Robocop lives: AI security guard drone flies low, fast and recharges

23 Aug, 2016 02:37 / Updated 8 years ago

An idea that could transform the security tech sector is a roving self-flying security guard drone that uses artificial intelligence to patrol a property or prison. The drone comes equipped with night-vision cameras, can fly low and fast, and recharge its own battery.

“They tirelessly patrol outside your property around the clock, and actively deter crime by establishing physical presence at the site,” the San Francisco startup Aptonomy said on its website. “[Smart] drones live on your property, and get to know it well. In a live monitoring scenario, you can adjust the drone’s viewpoint and move it around safety in real-time – even from hundreds of miles away.”

Special features of the security drone are a flight controller, day and night vision cameras, strobe lighting and loudspeakers built on top of the DJI S-1000+, a camera-carrying octocopter, the type most often used by movie-makers.

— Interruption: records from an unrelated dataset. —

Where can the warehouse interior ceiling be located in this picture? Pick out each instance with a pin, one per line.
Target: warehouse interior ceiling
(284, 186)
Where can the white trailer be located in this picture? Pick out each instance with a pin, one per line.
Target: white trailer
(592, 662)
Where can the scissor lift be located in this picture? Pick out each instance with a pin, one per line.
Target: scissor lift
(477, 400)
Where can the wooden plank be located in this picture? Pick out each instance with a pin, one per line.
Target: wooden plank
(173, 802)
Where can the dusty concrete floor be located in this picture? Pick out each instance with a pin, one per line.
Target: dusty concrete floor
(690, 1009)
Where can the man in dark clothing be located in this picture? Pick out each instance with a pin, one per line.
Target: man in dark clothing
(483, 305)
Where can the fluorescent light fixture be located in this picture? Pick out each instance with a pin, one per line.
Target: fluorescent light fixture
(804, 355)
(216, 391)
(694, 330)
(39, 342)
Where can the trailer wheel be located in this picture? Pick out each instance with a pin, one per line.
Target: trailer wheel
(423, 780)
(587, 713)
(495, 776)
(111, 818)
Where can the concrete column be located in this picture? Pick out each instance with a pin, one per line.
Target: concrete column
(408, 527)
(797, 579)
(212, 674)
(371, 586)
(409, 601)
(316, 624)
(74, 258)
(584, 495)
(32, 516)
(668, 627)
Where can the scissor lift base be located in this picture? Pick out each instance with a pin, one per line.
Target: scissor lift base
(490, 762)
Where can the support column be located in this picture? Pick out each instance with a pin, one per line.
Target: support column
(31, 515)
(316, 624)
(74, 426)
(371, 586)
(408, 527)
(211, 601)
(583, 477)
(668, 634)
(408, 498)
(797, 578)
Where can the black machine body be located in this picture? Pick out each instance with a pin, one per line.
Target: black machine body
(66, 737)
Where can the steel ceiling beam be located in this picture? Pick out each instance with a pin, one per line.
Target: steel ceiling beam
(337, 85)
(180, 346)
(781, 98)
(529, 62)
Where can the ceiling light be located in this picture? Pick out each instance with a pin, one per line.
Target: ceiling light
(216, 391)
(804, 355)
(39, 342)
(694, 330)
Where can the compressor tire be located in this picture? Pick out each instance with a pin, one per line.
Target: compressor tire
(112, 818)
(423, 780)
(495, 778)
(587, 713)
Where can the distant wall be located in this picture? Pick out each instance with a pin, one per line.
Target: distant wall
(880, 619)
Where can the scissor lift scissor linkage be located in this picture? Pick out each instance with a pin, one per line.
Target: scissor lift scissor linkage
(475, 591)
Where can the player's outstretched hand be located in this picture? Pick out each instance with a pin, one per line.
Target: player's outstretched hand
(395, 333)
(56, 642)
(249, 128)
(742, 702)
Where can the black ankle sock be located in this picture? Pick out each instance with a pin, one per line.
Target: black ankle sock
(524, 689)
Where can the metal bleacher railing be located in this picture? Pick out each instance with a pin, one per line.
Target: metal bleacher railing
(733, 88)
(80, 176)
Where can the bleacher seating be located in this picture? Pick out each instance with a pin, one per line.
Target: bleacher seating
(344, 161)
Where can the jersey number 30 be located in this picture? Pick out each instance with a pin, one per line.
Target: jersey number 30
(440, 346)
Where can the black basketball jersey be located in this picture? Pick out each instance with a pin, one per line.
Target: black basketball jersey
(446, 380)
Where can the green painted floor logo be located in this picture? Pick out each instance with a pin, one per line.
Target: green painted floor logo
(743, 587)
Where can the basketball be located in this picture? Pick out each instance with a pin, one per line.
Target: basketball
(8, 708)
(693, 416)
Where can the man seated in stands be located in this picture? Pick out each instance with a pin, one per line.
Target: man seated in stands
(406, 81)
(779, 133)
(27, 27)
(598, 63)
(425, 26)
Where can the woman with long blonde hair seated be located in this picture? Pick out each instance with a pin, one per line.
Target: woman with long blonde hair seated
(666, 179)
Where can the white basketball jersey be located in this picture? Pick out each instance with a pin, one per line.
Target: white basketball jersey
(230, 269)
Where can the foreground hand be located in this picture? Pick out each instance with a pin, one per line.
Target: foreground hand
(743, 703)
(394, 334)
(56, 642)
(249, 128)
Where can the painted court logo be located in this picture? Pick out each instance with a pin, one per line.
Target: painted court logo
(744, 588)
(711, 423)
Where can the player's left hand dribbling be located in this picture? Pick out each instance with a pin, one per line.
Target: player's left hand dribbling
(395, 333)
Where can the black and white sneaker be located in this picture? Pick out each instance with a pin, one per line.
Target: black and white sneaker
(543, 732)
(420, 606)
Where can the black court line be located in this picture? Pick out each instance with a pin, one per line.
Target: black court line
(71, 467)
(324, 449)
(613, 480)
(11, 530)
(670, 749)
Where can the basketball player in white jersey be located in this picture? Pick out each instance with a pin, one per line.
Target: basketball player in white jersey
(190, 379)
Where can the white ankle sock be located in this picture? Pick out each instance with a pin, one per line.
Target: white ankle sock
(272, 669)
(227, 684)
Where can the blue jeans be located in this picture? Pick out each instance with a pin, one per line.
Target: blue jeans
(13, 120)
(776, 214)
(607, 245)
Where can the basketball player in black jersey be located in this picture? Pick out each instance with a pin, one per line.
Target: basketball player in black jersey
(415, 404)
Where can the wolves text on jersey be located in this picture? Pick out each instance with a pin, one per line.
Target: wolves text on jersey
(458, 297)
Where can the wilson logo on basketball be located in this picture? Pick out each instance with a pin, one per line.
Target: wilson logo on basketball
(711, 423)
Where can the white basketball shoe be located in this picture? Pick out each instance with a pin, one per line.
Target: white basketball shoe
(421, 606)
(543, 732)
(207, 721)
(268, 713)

The security drone’s artificial intelligence hardware and navigational systems allow it to fly low and fast, avoiding obstacles in structure-dense environments to detect human activity or faces. The drone can be programmed to use its motion detectors to respond to activity on the ground.

Potential customers could be complex environments such as Supermax prisons, nuclear power plants or oil refineries. One energy company has preordered Aptonomy’s drones to use at oil refineries this year.

“Refineries are in remote locations and are very hard for human security guards to patrol. But they are a target for attacks,” Mihail Pivtoraiko, Aptonomy co-founder noted, according to Tech Crunch.

The prototype drone was first unveiled at the ISC West, Las Vegas in April, a large-scale annual trade show. Now the company is offering a demo to those that might be interested in the artificial intelligence self-flying drone. They are expected to be available for lease by 2017, according to dronelife.com

“We are able to leverage over 25 years of robotics research and development expertise, combined, to bring this cutting-edge drone solution to the security marketplace,” Pivtoraiko said in April.

The drones can be operated by a smart phone app to set patrols, observe a route, watch in real time, and dispatch a drone to a far corner of the property. Camera footage of the patrol is also captured for review later.

“For maximum protection, you can deploy a team of drones,” said Aptonomy.

The self-flying drones are also self-reliant and can recharge their batteries by flying back to a charging station to power up.

Aptonomy’s founders told TechCrunch that most aerial systems in commercial use are used hundreds of feet in the air for thermal or topographic mapping and not equipped to perceive human faces which security guards must be able to do.

The company emphasized the surveillance and warning aspect of the drone. Nothing was said about whether the drones could be armed.

Roving security drones are a growing sub-sector of the overall security unmanned aircraft system (UAS) market.

In December, Japanese company SeCom announced the development of a “drone guard dog” – a $6,000 commercial-security drone designed to roam factories and commercial buildings and investigate suspicious activity. Like Aptonomy’s drone it sends livestream video to its human owner.

Another UAV firm Galileo launched the Alpha drone last year as an Indiegogo project. The quadcopter employs low-illumination IR cameras, HD 1080p cams, LIDAR, GPS to set up a geo-fence around a tract of property that couples with “Sensor Nodes” placed around the property, allowing Alpha to patrol within a perimeter without bumping into objects or trespassing onto neighboring tracts.